When Stevens and his fellow diplomats were killed in a complex attack on the consulate on September 11, the Obama administration initially blamed a mob enraged by an anti-Islam video for the assault. No mention was made of the militants’ prior assaults, nor of the consulate’s relatively lax defensive posture. Within days, the White House’s explanation slowly unraveled — and has now become a major political issue in the American elections. ”We’ve seen a confused, slow, inconsistent response to what is now very clearly known as a terrorist act,” Republican vice-presidential candidate Paul Ryan said in a Monday radio interview.

That political pressure is likely to increase. Issa and Chaffetz will hold hearings on the Benghazi attack starting on October 10, less than a month before the election. All U.S. government officials have now been sent home from Benghazi, because of the danger to American personnel. One question that the House Oversight Committee will almost certainly investigate is why those risks weren’t spotted sooner — especially since there were so many other attacks in the vicinity.

As Danger Room first reported, the U.S. military never protected the Benghazi outpost. That job was instead left to a small British private security firm, named Blue Mountain, that was paid $783,000 for it efforts. In the weeks leading up to the September 11 assault, the unarmed Libyan guards employed by Blue Mountain Group were “warned by their family members to quit their jobs… because there were rumors in the community of an impending attack,” Issa and Chaffetz write. There were no smoke-protection masks or fire extinguishers, so consulate staff couldn’t put out the flames once the place started to burn. A source tells Fox News that the only protective equipment stationed at the consulate were a few video cameras.
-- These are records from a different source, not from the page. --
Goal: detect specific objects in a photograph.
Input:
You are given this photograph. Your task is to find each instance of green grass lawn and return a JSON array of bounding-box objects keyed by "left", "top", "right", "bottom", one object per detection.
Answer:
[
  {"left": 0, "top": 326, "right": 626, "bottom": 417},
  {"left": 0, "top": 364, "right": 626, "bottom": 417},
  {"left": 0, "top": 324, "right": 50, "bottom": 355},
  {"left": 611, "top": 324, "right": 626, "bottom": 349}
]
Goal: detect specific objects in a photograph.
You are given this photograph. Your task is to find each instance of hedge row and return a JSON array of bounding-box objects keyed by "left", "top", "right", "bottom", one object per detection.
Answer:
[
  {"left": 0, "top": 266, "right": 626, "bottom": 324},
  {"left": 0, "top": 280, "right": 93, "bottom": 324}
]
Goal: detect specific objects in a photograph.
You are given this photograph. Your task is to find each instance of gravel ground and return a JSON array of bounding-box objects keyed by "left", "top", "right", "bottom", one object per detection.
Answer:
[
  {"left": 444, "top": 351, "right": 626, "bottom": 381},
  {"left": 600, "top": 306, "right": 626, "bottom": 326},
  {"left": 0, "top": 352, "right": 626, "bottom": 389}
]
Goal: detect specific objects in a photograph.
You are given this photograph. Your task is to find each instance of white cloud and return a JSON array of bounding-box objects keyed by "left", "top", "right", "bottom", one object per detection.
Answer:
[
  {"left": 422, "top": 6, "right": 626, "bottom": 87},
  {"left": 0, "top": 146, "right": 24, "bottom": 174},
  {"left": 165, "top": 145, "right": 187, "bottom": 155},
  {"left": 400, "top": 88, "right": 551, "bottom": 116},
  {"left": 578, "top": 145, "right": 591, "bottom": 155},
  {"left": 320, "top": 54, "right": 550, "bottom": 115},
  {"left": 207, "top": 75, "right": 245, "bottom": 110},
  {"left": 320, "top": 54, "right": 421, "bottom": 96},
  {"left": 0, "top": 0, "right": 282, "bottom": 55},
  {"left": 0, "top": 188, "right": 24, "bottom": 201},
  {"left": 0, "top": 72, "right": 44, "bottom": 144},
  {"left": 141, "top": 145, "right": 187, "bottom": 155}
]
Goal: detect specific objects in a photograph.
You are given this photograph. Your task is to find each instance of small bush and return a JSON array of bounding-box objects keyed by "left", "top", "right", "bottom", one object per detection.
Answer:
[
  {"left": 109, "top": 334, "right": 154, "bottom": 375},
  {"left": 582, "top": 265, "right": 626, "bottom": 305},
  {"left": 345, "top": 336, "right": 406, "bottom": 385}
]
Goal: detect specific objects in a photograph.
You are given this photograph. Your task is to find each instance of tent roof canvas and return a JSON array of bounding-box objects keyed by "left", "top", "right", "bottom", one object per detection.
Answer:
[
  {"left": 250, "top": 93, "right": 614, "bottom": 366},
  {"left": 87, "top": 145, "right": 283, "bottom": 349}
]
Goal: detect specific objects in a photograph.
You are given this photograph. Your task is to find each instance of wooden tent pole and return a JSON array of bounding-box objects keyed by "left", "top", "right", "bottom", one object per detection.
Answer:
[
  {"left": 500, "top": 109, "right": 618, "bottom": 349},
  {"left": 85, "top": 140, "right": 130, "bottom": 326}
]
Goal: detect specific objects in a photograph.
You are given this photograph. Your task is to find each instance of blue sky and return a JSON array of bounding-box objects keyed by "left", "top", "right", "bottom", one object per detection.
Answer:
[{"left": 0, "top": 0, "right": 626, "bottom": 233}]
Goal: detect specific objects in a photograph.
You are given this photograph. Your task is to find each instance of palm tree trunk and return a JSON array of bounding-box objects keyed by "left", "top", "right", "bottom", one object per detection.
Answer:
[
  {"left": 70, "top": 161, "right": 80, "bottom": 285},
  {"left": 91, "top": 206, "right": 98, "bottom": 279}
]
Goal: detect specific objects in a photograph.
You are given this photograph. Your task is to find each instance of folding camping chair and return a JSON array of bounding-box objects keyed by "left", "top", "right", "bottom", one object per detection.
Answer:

All this despite an April 11 battle — which included antiaircraft guns and RPGs — that erupted just two-and-a-half miles from the consulate. Fifteen days after that, an American Foreign Service Officer had to be pulled out of a firefight by members of a local militia, the February 17 Brigade. (U.S. intelligence is now analyzing communications between that group and al-Qaeda affiliates.) The following day, a pair of South African contractors were kidnapped in a residential neighborhood of Benghazi the following day.

Less than a month later, two RPG rounds were fired at the Benghazi office of the International Committee of the Red Cross, a little more than a half-mile from the U.S. consulate. “We didn’t want to hurt the Christians; it is just a warning,” read a Facebook message from a militant group, according to the Issa and Chaffetz letter. “Now we are preparing a message for the Americans.”

In August, the Red Cross building was attacked again, forcing the group to suspend its work in the city. “Once the ICRC pulled out,” Issa and Chaffetz write, “the U.S. consulate was the last Western flag flying in Benghazi, making it an ideal target for militants.”